I knew where Syngrou was: a wide boulevard that ran from Athens down to the Piraeus. I went straight out and jumped into a taxi. We swung past the three columns of the temple of Olympic Zeus and down towards the Piraeus, and in a minute the taxi drew up outside a house standing back in a fair-sized garden. A chipped enamel number announced that it was No. 184.
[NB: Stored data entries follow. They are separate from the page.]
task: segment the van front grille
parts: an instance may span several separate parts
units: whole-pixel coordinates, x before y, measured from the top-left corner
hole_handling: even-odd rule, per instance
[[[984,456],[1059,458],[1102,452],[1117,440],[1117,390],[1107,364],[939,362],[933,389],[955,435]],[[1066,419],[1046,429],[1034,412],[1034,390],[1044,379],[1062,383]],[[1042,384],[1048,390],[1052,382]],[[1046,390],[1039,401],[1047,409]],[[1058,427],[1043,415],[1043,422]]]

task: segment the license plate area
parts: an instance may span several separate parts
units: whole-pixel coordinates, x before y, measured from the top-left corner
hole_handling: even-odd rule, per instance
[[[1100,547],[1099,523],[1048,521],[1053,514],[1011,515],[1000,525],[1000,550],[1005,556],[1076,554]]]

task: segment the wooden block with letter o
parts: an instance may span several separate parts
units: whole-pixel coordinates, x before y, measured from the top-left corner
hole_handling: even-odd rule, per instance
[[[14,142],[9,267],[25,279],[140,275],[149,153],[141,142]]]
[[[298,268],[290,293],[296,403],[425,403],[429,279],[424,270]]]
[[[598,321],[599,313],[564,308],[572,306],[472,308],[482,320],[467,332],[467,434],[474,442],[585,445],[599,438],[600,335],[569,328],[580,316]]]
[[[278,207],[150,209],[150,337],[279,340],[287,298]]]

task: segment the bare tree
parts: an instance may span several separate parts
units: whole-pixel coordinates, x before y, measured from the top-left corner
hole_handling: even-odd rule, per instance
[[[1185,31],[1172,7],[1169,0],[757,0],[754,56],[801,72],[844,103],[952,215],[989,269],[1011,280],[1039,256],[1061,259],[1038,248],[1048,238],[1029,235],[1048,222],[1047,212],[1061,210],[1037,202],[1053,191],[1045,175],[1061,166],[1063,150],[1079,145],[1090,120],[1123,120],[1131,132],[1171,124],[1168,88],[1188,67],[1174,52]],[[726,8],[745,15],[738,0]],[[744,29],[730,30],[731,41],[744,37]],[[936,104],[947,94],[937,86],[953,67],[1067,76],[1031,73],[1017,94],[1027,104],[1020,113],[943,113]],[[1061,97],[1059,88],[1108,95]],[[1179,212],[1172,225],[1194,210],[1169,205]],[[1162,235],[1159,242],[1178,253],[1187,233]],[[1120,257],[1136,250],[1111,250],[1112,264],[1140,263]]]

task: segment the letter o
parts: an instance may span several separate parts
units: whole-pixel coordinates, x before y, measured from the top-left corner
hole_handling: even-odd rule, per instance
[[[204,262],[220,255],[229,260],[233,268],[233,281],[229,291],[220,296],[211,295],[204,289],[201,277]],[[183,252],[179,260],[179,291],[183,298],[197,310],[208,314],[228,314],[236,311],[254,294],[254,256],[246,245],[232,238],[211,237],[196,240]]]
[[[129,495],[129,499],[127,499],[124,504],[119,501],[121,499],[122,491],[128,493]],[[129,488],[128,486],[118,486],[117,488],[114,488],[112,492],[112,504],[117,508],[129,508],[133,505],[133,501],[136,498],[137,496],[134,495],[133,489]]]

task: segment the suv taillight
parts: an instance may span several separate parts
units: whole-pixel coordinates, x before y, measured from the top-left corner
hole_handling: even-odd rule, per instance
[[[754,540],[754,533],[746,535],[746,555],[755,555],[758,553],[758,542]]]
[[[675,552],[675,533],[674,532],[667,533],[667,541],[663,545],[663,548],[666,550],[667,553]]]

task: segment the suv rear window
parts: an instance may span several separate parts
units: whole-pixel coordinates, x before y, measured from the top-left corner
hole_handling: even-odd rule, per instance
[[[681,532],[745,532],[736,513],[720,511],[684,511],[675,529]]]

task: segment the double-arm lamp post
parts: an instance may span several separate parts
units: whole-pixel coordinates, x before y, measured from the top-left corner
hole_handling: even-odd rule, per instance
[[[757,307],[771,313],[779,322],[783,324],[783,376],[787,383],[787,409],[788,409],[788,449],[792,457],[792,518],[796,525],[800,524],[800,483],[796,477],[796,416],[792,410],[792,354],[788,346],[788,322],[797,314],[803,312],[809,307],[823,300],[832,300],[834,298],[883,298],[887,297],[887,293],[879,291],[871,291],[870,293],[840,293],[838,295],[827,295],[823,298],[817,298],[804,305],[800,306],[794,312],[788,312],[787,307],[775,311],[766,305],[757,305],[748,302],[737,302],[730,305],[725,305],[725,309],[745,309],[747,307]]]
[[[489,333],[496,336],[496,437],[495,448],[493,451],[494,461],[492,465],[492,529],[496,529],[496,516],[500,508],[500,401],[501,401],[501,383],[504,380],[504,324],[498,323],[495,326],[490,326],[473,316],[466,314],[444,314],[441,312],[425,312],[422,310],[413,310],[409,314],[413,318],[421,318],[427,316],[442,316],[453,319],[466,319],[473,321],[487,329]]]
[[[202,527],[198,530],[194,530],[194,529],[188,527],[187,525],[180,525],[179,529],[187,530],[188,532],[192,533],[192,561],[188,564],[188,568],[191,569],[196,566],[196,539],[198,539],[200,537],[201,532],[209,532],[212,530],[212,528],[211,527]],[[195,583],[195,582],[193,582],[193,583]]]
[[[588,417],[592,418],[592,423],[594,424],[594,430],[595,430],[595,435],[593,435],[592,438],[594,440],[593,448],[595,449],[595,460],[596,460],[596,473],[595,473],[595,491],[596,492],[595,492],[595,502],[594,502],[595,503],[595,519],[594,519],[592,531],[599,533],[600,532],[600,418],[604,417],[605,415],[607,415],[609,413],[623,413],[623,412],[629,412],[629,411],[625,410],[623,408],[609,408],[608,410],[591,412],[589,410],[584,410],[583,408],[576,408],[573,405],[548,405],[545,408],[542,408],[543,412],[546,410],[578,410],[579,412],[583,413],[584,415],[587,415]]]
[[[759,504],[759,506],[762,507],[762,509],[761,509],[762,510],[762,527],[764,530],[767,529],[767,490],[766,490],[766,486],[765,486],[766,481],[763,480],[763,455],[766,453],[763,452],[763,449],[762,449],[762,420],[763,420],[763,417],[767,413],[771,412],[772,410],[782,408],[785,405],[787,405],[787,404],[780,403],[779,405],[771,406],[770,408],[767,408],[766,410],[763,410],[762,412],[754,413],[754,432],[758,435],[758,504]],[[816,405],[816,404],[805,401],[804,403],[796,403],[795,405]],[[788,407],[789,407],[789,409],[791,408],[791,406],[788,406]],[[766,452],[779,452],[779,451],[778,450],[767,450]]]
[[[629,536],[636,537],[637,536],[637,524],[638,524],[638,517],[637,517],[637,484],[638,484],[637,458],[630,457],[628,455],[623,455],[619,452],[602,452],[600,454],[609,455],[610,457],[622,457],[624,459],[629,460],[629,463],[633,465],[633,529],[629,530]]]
The garden was thoroughly disreputable, the windows boarded up. A lottery-ticket seller sitting on a chair under a pepper tree nearby asked what I wanted, but I took no notice of him. I walked to the front door, then round the back. The house was a shell. There had been a fire, evidently some years before, and the flat roof had fallen in. I looked into a garden at the rear. It was as dry and unkempt and deserted as the front. The back door gaped open. There were signs, among the fallen rafters and charred walls, that tramps or Vlach gypsies had lived there; the trace of a more recent fire on an old hearth. I waited for a minute, but I somehow sensed that there was nothing to find. It was a false trail.

I returned to the waiting yellow taxi. The dust from the dry earth rose in little swirls in the day breeze and powdered the already drab leaves of the thin oleanders. Traffic ran up and down Syngrou, the leaves of a palm tree by the gate rustled. The ticket seller was talking to my taxi driver. He turned as I came out.

Zitas kanenan? ” Looking for someone?

“Whose house is that?”

He was an unshaven man in a worn gray suit, a dirty white shirt without a tie; his rosary of amber patience beads in his hand. He raised them, disclaiming knowledge.

“Now. I do not know. Nobody’s.”

I looked at him from behind my dark glasses. Then said one word.

“Conchis?”

Immediately his face cleared, as if he understood all. “Ah. I understand. You are looking for o kyrios Conchis?”

“Yeah.”

He flung open his hands. “He is dead.”

“When?”

“Four, five years.” He held up four fingers; then cut his throat and said “ Kaput .” I looked past him to where his long stick of tickets, propped up against the chair, flapped in the wind.

I smiled acidly at him, speaking in English. “Where do you come from? The National Theatre?” But he shook his head, as if he didn’t understand.

“A very rich man.” He looked down at the driver, as if he would understand, even if I didn’t. “He is buried in St. George’s. A fine cemetery.” And there was something so perfect in his typical Greek idler’s smile, in the way he extended such unnecessary information, that I began almost to believe that he was what he seemed.